Piles of corn covered the streets of Hallam, a village of 276 where earlier Monday the sounds of chain saws, electric generators and heavy equipment filled the air.
“I don’t think there’s a habitable structure – maybe one house,” said Chief Deputy Sheriff Bill Jarrett of Lancaster County.
Nebraska Gov. Mike Johanns has requested a presidential disaster declaration for 10 Nebraska counties.
In the northern Illinois community of Gurnee, residents Monday battled the rising waters of the Des Plaines River in what threatened to become the town’s worst flood in two decades.
The floodwaters forced schools to close for more than 2,000 youngsters, and homes and businesses filled with water.
Flooding also was a problem in Indiana, where storms beginning Friday produced a string of 19 tornadoes, hail, high winds and heavy rains. As much as 9 inches fell over the weekend near Ames.
Indiana Gov. Tom Vilsack asked for a federal disaster declaration covering 17 counties.
Several thousand Ohioans remained without power Monday after weekend thunderstorms, and more storms caused new outages.

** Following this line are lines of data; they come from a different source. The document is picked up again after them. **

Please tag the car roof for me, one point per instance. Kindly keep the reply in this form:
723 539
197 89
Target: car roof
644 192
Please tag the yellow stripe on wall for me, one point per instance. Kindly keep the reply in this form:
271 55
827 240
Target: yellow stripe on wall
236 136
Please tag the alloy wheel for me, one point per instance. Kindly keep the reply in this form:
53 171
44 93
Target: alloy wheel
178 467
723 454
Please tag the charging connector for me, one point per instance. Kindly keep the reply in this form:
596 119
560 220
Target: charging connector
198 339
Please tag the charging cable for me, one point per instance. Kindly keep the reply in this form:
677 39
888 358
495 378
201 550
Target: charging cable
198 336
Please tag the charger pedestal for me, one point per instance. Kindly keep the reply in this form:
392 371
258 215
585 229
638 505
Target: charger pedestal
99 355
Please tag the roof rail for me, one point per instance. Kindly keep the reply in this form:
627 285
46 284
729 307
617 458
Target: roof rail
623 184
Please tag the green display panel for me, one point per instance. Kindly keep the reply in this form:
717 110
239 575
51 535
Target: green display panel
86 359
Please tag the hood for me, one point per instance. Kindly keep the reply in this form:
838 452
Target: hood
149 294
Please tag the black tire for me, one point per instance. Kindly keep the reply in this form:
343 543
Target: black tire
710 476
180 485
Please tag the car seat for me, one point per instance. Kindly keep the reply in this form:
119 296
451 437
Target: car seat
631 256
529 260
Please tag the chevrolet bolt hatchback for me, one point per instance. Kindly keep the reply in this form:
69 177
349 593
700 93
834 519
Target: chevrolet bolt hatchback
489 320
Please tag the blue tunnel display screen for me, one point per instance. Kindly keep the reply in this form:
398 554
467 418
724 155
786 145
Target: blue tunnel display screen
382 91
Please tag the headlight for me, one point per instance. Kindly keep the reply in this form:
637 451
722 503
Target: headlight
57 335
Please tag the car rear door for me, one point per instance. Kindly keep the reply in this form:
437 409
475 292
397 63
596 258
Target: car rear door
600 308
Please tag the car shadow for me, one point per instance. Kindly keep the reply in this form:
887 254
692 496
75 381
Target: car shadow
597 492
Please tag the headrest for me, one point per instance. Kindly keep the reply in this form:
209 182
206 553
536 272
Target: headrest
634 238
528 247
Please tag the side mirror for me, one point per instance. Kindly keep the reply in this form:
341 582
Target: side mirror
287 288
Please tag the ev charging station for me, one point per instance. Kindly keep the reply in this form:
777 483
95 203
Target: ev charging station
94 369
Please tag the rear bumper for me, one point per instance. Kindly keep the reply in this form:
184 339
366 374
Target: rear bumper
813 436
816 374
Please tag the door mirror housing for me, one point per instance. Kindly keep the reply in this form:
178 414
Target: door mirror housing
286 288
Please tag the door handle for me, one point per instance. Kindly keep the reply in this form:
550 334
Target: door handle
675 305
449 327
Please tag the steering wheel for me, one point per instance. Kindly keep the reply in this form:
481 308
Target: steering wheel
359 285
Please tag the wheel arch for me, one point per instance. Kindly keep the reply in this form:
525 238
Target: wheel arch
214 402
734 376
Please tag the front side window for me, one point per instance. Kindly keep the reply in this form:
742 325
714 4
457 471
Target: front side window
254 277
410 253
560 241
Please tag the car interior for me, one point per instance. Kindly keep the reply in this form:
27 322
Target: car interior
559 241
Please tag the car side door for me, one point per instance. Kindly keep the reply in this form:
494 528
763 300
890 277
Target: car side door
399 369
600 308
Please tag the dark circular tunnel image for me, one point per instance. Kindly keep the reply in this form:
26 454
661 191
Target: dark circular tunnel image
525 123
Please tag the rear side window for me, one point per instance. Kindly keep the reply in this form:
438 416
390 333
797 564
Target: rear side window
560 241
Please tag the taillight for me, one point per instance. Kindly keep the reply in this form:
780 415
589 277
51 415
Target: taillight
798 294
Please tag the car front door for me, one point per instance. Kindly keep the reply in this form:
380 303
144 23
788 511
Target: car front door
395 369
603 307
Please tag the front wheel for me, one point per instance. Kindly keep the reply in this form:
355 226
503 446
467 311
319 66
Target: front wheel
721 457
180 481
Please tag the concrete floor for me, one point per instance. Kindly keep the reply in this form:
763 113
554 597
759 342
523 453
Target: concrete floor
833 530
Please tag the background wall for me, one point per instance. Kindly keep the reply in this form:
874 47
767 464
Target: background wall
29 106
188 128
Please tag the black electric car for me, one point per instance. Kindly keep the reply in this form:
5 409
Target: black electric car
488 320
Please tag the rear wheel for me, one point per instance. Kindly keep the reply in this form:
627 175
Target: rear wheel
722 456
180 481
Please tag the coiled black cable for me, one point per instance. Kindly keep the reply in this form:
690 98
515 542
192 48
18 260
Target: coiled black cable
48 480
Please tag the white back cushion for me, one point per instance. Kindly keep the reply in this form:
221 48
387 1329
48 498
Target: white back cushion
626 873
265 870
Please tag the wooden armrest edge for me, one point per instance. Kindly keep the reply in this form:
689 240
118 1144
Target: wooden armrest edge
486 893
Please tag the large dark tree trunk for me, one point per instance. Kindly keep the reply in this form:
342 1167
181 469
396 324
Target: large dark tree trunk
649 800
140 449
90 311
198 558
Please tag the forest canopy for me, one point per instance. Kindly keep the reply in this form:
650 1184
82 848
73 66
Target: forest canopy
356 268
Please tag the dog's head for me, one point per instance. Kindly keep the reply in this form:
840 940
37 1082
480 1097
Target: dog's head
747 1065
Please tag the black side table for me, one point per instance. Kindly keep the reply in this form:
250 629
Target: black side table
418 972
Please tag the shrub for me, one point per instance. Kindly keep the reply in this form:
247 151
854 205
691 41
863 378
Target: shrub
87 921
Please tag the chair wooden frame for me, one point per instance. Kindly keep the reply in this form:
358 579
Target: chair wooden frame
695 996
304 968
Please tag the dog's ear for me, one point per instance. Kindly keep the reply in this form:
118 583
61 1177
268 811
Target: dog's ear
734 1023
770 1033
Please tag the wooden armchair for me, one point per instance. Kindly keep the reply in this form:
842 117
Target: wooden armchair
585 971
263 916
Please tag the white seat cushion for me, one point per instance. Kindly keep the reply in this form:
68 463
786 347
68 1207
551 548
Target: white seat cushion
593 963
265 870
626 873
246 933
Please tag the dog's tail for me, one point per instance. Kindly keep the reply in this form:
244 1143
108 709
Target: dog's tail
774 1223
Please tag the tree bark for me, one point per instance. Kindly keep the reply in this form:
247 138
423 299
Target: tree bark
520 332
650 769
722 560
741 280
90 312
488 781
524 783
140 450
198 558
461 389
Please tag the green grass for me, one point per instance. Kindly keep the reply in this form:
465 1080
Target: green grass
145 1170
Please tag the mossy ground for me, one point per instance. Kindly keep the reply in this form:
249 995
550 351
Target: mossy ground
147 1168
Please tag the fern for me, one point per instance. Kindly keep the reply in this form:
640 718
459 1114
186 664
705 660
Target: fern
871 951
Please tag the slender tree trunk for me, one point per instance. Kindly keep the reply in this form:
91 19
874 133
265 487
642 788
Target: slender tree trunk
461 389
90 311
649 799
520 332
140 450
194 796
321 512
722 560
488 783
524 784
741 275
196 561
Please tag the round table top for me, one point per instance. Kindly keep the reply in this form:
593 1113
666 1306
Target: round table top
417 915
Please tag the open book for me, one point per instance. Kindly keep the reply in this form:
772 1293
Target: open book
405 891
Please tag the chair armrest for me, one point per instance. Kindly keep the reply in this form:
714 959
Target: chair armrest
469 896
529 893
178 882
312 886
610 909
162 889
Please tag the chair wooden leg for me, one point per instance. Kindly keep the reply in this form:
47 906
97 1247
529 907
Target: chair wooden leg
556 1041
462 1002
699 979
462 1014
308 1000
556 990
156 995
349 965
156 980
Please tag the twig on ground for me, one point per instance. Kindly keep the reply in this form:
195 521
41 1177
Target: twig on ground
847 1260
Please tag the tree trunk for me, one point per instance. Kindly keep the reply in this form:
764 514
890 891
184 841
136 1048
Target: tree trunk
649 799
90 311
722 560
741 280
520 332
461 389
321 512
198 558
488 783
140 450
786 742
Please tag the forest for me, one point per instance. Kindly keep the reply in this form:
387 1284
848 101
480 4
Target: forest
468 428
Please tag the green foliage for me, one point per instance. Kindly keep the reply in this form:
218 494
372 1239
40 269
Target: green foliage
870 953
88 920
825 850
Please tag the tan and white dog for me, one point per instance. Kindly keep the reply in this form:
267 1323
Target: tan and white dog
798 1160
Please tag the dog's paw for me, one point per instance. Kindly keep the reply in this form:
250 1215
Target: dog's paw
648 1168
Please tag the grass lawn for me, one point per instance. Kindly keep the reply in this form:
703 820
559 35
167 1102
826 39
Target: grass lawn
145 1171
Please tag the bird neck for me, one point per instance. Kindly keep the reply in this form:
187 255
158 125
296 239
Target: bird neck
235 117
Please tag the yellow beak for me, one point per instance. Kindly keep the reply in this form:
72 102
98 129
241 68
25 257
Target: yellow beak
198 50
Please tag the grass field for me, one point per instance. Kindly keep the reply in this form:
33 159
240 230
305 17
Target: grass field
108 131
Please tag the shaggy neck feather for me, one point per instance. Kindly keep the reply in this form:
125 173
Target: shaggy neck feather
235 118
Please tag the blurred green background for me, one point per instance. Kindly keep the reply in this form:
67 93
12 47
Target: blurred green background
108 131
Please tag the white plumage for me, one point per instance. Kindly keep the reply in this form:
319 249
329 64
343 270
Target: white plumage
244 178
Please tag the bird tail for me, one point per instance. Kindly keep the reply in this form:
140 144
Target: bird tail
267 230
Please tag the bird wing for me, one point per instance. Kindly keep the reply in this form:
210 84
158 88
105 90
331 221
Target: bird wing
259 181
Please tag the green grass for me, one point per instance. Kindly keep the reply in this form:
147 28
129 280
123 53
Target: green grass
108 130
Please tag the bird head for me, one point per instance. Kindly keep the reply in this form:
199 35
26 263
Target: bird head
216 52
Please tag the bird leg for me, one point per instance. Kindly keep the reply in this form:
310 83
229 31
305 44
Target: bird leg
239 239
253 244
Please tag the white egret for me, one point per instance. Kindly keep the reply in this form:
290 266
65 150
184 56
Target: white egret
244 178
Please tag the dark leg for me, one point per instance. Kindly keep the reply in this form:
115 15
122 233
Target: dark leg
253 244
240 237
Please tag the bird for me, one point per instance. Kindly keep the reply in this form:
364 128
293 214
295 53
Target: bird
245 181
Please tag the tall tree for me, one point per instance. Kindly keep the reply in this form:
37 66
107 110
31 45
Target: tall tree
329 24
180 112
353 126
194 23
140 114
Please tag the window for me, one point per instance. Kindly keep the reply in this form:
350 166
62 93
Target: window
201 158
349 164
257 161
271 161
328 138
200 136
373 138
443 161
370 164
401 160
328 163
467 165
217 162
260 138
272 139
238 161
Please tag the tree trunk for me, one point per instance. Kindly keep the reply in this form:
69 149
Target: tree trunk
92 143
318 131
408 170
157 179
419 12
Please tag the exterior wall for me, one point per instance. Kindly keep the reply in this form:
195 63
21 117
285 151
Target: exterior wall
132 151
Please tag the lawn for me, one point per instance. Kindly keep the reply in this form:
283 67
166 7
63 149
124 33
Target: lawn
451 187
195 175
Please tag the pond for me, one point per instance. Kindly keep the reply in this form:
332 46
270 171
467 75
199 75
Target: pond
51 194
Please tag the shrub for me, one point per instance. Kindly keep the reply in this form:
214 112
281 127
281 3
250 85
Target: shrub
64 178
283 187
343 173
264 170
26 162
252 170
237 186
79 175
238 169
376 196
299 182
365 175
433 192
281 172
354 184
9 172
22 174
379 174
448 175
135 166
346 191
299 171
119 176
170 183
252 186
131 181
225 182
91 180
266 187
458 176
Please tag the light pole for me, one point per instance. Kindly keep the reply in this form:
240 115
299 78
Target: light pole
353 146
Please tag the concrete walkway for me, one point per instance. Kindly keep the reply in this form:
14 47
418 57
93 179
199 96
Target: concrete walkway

Several schools in central Ohio were closed because they lacked electricity.
More than 20 counties in southeastern and east-central sections of Lower Michigan were under flood warnings Monday. The storms that began Friday knocked out power to at least 510,000 Michigan homes and businesses, as many as 69,000 of which remained without power Monday evening.
In Rochester, N.Y., lightning ignited a natural gas line, shooting flames 20 feet into the air, and thousands of homes had no electricity after thunderstorms laid a trail of damage across upstate New York.